Fault Locating

The Device Plugin is responsible for:

1. NPU device discovery

2. NPU device allocation

The following figure shows how to locate the fault.

In this figure, the problem handling logic is as follows:

  1. Check the node status.
    kubectl descirbe node [nodeName]

    Check whether the value of Labels is the label of the corresponding NPU model and whether the value of Allocatable is sufficient.

    The following is an example:

    root@ubuntu:~# kubectl describe node ubuntu-185
    Name:               ubuntu-185
    Roles:              worker
    Labels:             accelerator=huawei-Ascend910
                        accelerator-type=card
    ...
                        
    Annotations:        huawei.com/Ascend910: Ascend910-0,Ascend910-1
                        kubeadm.alpha.kubernetes.io/cri-socket: /var/run/dockershim.sock
    ...
    Capacity:
      cpu:                   56
      ephemeral-storage:     431259672Ki
      huawei.com/Ascend910:  2
    ...
    Allocatable:
      cpu:                   56
      ephemeral-storage:     397448913058
      huawei.com/Ascend910:  2
    ...
     
  2. Check the daemonset status of Ascend Device Plugin.
    kubectl describe ds [dsName] -n kube-system

    Check whether the node-selector of the daemonset is the same as that in the 1.

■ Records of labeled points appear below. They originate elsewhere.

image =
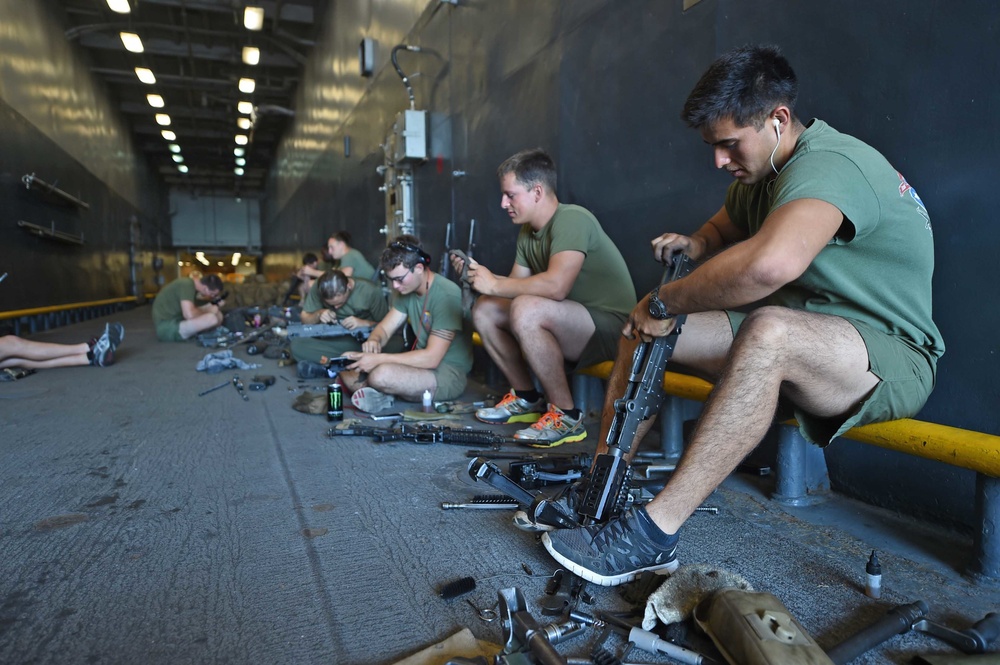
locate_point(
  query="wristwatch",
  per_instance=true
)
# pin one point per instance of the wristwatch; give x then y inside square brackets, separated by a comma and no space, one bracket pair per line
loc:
[657,308]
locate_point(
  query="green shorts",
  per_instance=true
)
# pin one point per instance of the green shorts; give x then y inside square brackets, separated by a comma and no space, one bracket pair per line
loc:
[906,378]
[451,382]
[603,344]
[169,331]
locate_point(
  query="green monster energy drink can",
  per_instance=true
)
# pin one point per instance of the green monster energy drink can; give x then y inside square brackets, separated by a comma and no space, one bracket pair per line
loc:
[334,402]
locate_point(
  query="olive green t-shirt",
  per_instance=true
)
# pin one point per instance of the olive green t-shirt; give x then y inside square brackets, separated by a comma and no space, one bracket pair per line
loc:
[440,309]
[878,268]
[365,302]
[604,282]
[167,304]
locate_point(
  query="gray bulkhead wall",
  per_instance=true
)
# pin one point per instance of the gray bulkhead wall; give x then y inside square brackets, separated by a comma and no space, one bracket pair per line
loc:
[600,84]
[58,123]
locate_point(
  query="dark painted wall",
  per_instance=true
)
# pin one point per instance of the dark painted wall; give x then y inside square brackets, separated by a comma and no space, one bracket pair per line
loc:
[600,84]
[83,148]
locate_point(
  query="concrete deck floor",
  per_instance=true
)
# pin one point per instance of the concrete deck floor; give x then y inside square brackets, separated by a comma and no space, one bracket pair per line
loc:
[140,523]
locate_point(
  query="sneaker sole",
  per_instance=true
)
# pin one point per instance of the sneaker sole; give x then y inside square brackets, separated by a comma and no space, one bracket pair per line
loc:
[521,418]
[606,580]
[534,443]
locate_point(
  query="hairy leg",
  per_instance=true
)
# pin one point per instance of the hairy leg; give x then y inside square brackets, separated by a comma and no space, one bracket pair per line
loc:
[819,361]
[491,319]
[550,332]
[404,381]
[29,354]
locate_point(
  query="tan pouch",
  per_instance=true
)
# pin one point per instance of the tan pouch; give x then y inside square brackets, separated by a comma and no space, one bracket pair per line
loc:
[752,628]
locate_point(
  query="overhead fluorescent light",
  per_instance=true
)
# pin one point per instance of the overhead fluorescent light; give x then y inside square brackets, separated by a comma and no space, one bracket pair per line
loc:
[145,75]
[253,18]
[251,55]
[132,42]
[119,6]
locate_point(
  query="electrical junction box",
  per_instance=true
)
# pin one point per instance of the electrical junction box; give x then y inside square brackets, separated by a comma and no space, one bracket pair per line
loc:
[409,136]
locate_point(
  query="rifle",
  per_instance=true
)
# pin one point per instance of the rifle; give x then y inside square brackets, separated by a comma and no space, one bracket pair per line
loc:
[426,433]
[605,491]
[327,330]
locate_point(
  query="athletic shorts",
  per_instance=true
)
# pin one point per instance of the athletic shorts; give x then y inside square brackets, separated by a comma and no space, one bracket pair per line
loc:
[603,344]
[906,378]
[169,331]
[451,382]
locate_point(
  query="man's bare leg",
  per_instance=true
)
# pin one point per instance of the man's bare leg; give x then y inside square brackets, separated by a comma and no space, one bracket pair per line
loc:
[491,319]
[549,332]
[818,361]
[404,381]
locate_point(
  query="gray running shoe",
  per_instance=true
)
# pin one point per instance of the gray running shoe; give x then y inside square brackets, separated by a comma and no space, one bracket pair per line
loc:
[512,409]
[613,553]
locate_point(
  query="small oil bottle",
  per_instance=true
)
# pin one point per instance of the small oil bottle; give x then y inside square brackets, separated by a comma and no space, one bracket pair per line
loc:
[873,574]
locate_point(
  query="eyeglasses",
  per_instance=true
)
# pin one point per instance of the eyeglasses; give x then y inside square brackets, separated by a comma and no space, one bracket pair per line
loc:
[401,278]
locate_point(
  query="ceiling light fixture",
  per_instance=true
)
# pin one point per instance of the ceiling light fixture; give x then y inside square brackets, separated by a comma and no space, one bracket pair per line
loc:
[132,42]
[145,75]
[251,55]
[253,18]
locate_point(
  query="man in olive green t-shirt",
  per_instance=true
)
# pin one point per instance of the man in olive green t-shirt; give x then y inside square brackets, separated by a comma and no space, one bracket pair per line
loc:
[830,236]
[176,317]
[566,299]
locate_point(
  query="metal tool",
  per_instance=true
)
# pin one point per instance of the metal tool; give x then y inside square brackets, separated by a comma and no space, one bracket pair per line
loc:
[212,390]
[238,384]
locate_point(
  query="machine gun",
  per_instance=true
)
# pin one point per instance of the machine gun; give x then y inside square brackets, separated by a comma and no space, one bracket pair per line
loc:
[327,330]
[608,484]
[606,491]
[426,433]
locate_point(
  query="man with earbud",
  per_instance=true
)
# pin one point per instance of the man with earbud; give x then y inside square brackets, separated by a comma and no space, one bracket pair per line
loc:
[440,358]
[832,246]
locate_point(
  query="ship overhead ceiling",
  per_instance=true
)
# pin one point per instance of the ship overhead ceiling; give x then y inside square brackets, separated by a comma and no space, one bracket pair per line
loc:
[198,51]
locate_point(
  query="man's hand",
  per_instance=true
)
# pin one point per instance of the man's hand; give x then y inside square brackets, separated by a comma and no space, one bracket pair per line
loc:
[642,324]
[364,361]
[665,246]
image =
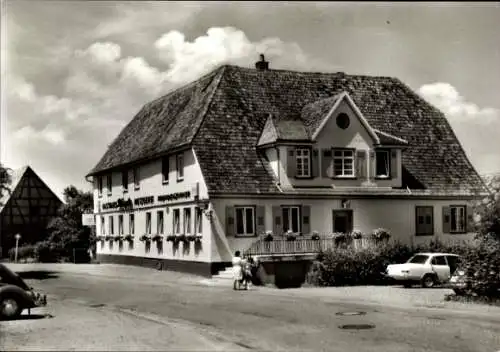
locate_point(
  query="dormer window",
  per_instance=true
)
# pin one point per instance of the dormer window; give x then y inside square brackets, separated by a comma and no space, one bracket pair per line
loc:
[382,164]
[303,159]
[343,163]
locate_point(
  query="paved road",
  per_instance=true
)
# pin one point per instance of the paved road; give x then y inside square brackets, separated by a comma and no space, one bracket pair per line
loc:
[215,317]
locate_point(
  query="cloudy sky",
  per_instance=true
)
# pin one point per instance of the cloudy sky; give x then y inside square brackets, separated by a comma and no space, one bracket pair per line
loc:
[75,72]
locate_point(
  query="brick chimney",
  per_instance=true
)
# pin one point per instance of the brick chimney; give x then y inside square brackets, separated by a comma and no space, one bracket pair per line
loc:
[262,65]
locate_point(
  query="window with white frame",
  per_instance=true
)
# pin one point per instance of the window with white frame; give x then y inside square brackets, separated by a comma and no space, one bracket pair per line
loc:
[303,162]
[177,221]
[180,166]
[148,223]
[382,164]
[245,221]
[198,220]
[99,186]
[120,224]
[131,221]
[103,226]
[111,225]
[187,220]
[291,218]
[457,218]
[159,222]
[109,183]
[125,180]
[343,162]
[137,181]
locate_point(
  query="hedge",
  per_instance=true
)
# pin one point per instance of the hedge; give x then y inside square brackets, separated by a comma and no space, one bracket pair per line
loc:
[349,266]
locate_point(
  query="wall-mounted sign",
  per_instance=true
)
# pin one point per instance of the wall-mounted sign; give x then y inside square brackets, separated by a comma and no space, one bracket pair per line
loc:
[120,203]
[88,219]
[174,196]
[144,200]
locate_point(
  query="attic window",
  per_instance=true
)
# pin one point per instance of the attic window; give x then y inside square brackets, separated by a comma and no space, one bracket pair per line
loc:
[343,121]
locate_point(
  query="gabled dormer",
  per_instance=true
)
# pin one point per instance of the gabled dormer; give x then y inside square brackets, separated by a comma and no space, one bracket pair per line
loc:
[331,145]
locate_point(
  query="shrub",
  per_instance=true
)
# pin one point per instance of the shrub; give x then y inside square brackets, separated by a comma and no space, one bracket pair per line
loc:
[23,252]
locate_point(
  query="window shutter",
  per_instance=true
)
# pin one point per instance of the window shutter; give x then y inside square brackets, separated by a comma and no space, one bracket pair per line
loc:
[373,166]
[229,221]
[291,162]
[261,219]
[394,164]
[446,219]
[306,219]
[470,224]
[315,163]
[361,164]
[326,161]
[277,223]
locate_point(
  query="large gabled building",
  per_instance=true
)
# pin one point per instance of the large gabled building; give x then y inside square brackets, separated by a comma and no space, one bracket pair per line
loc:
[26,209]
[243,151]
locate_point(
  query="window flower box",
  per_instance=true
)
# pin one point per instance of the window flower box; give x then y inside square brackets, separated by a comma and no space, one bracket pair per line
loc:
[145,238]
[290,236]
[157,238]
[381,234]
[357,235]
[315,236]
[268,236]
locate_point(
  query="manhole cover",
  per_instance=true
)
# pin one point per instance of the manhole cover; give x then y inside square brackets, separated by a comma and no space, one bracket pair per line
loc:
[351,313]
[357,326]
[98,305]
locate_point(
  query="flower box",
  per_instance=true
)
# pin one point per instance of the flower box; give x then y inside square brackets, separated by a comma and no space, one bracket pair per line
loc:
[145,238]
[157,238]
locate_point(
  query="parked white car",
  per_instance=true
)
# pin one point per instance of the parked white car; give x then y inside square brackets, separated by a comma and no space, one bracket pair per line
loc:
[428,269]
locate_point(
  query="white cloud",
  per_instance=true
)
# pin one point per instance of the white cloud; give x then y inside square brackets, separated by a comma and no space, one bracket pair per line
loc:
[446,98]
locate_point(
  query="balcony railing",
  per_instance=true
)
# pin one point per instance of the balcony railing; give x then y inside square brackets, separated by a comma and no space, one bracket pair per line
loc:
[302,245]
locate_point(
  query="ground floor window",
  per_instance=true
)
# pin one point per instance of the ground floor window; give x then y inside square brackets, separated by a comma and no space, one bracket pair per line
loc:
[291,219]
[148,223]
[198,220]
[245,221]
[131,221]
[424,219]
[120,224]
[457,219]
[177,221]
[342,221]
[187,220]
[159,222]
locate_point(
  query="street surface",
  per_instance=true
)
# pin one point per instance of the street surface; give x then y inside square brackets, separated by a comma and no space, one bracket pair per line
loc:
[110,307]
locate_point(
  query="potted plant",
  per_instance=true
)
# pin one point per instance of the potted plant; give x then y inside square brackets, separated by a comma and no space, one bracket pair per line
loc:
[145,238]
[157,237]
[290,236]
[269,236]
[315,236]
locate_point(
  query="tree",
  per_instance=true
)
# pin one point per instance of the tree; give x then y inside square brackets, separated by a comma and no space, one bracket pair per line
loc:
[488,211]
[66,231]
[5,180]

    The following is an example:

    root@ubuntu:/home/yaml# kubectl describe ds ascend-device-plugin-daemonset -n kube-system
    Name:           ascend-device-plugin-daemonset
    Selector:       name=ascend-device-plugin-ds
    Node-Selector:  accelerator=huawei-Ascend910
    Labels:         <none>
    Annotations:    deprecated.daemonset.template.generation: 1
                    kubectl.kubernetes.io/last-applied-configuration:
                      {"apiVersion":"apps/v1","kind":"DaemonSet","metadata":{"annotations":{},"name":"ascend-device-plugin-daemonset","namespace":"kube-system"}...
    ...
  3. Check the pod status.
    kubectl describe po [podName] -n kube-system

    The following is an example:

    root@ubuntu:/home/yaml# kubectl describe po mindx-dls-2p-default-2p-0 -n vcjob
    Name:         mindx-dls-2p-default-2p-0
    Namespace:    vcjob
    Priority:     0
    Node:         ubuntu/51.38.67.231
    Start Time:   Wed, 23 Dec 2020 22:14:27 -0500
    Labels:       app=tf
                  ring-controller.atlas=ascend-910
                  volcano.sh/job-name=mindx-dls-2p
                  volcano.sh/job-namespace=vcjob
    Annotations:  ascend.kubectl.kubernetes.io/ascend-910-configuration:
                    {"pod_name":"0","server_id":"51.38.67.231","devices":[{"device_id":"1","device_ip":"192.168.101.100"},{"device_id":"4","device_ip":"192.16...
                  cni.projectcalico.org/podIP: 192.168.194.75/32
                  cni.projectcalico.org/podIPs: 192.168.194.75/32
                  huawei.com/Ascend910: Ascend910-0,Ascend910-1
                  predicate-time: 18446744073709551615
                  scheduling.k8s.io/group-name: mindx-dls-2p
                  volcano.sh/job-name: mindx-dls-2p
                  volcano.sh/job-version: 0
                  volcano.sh/task-spec: default-2p

    The value of the ascend.kubectl.kubernetes.io/ascend-910-configuration field in Annotations is complete and correct. If the configuration is incorrect, locate and rectify the fault by referring to Failed to Generate the hccl.json File.